Afterglow Conversations

- Wow. That was - amazing House.

- I know. Makes me wonder why we've waited 20 years.

- Because you're an idiot, clearly.

- A very HUGE and TALENTED idiot, as I seem to recall you moaning before.

- I didn't say that!

- The words 'well hung' were spoken, I'm sure.

- Yes, while you were having sex with your ego.

- You must admit that for a drug addict, fifty years old boozer with a bum leg that was quite a show.

- Seriously House? You're looking for some post-coital ego stroking?

- Not the stroking I'm looking for but...why not? I complimented the shape of your boobs!

- That's because you always do that. And because they're faboosh.

- Who's being selfish now?

- Fine. Thank you, House, for giving me the most mindblowing, amazing orgasm of my life and thank you for not lasting two minutes.

- Ah, I wish you'd tried me in my best years! That was something. Oh, wait. You tried that - in fact, you've jerked off to that memory every morning.

- I believe that was you.

- Oh. Right. Wanna get dressed and go to work?

- Nope.

- That was a trick question. How do you plan to tell everyone at the hospital?

- I don't think we have to tell them -

- Oh sneaking around! I like that! Will we use code names for booty calls? I will ''sign all of your paperwork" and you'll "get my ass to the clinic".

- Shut up House. And no sex at the hospital.
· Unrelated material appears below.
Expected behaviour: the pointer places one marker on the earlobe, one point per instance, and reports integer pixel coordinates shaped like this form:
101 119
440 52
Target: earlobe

But why make an announcement? It's none of their business. We're not some prestigious couple who needs to make a press release when they get together.

- Well, you're The Queen Bee of the Hospital and I'm the Evil Master of Terror. When Higher Powers join forces the little people have the right to know!

- I'm sure Dark Times are looming above them, Evil Master.

- Exactly!

- Then I'll have to immolate myself to protect my people.

- Mh, and how exactly are you planning to do that?

- I'll let you ravish me to save them. It's a sacrifice, I know. Poor me.

- Poor you indeed.

She giggled when he bit her, jokingly, on the shoulder. The game was on.